Daphne Botha
- Full name: Daphne Hazel Botha
- Country (sports): South Africa Rhodesia
- Born: 12 June 1948 (age 76)

Singles

Grand Slam singles results
- French Open: 1R (1971, 1973)
- Wimbledon: 2R (1971, 1972)

Doubles

Grand Slam doubles results
- French Open: 1R (1973)
- Wimbledon: 2R (1971, 1972)
- US Open: 1R (1972, 1973)

Grand Slam mixed doubles results
- Wimbledon: 3R (1972)
- US Open: 2R (1972)

= Daphne Botha =

South African tennis player

Daphne Hazel Botha (born 12 June 1948) is a South African former professional tennis player.

Raised in Orange Free State, Botha married tennis player Andrew Pattison in 1971, after which she represented her husband's country of Rhodesia on tour.

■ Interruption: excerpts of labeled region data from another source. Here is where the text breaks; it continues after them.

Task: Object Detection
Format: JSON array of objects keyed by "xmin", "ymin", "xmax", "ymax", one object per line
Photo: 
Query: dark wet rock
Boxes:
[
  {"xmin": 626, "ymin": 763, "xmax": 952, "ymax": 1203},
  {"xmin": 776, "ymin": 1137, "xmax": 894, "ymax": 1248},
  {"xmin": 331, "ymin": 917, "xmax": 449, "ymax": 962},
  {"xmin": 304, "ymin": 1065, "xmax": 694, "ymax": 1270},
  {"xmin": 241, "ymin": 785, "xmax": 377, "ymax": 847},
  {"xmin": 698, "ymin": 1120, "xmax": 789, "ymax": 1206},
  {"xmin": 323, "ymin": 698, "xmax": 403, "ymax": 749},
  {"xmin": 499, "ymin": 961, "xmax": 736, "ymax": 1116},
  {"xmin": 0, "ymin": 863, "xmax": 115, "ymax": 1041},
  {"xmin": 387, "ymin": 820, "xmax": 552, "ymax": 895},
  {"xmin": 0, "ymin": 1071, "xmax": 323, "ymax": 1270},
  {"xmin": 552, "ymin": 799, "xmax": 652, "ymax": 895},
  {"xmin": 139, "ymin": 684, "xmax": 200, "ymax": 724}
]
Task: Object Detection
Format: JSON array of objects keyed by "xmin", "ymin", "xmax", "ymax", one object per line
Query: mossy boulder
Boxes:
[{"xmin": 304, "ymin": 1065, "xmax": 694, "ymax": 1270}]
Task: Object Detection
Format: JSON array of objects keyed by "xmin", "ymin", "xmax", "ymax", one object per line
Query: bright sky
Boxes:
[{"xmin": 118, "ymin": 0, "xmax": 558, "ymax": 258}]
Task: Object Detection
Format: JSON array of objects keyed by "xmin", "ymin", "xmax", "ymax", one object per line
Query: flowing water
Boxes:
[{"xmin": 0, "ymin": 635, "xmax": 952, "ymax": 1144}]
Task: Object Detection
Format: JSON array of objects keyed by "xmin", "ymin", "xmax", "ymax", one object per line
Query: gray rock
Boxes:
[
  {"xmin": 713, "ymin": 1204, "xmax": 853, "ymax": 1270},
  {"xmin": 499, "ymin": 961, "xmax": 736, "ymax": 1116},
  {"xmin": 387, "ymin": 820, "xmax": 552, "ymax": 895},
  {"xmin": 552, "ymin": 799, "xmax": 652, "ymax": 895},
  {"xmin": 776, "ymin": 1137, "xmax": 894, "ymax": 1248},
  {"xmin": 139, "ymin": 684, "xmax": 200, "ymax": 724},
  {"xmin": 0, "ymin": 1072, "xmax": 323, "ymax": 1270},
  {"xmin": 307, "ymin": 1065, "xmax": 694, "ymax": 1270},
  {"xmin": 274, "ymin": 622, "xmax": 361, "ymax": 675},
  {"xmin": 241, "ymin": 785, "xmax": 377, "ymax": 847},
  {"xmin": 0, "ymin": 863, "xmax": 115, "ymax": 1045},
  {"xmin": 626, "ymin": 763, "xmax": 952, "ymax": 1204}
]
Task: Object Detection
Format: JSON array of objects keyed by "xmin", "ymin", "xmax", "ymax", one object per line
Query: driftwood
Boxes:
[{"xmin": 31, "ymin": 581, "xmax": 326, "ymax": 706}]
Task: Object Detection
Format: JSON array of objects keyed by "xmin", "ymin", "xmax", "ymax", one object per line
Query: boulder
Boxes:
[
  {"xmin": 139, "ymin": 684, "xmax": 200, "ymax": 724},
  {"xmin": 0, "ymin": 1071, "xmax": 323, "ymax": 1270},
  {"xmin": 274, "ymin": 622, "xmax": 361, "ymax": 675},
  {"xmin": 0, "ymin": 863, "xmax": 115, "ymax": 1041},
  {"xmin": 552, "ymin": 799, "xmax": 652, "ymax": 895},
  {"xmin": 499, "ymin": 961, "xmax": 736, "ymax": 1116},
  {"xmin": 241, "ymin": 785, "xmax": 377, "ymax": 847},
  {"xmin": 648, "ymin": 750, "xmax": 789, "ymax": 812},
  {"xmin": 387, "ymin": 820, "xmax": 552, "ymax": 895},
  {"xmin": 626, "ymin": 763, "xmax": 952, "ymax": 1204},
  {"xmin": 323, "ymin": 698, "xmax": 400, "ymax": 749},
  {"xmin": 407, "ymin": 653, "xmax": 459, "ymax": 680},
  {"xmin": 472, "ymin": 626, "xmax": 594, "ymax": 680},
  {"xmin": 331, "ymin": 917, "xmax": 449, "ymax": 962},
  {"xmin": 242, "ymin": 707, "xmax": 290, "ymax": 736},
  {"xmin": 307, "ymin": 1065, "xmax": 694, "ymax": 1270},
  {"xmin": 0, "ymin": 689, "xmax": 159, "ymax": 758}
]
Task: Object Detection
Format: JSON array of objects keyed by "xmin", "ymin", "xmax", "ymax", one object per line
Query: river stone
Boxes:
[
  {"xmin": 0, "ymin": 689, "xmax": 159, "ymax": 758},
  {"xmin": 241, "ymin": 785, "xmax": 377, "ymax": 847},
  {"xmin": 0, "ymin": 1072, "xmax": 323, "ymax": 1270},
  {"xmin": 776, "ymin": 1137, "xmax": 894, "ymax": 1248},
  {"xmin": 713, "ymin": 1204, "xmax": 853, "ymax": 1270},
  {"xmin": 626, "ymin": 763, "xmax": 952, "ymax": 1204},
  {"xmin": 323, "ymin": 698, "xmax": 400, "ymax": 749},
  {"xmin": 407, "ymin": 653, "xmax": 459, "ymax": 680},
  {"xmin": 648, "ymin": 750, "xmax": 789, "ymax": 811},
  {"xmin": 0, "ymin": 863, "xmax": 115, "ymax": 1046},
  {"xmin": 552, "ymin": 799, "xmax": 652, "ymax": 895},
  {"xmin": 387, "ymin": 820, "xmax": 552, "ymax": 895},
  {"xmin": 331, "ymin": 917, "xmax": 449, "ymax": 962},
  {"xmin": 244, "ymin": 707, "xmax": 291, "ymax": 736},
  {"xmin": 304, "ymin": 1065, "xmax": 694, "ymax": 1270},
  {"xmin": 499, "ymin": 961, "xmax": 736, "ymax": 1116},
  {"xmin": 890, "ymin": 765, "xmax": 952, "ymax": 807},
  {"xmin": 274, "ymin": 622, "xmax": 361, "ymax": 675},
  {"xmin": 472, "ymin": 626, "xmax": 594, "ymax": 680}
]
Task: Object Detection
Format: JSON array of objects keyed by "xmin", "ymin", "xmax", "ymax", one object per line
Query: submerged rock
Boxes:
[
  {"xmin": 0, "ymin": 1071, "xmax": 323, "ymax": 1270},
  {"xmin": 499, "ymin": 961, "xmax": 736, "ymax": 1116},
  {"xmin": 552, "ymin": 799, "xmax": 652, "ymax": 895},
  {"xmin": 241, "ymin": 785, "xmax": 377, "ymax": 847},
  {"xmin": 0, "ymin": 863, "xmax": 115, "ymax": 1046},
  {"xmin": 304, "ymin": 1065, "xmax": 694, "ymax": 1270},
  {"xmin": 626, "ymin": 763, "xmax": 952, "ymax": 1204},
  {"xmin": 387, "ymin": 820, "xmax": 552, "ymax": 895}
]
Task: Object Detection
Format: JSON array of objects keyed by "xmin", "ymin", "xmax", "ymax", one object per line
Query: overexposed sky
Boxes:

Botha made the singles second round at Wimbledon twice, registering main draw wins over Marie Neumannová and Glynis Coles. Her only third round appearance came in mixed doubles, with husband Andrew in 1972.

In the 1972 Federation Cup she represented Rhodesia in the competition for the only time and played in three ties, including a World Group first round fixture against the United States.

Botha was signed by World TeamTennis team Denver Racquets in 1974.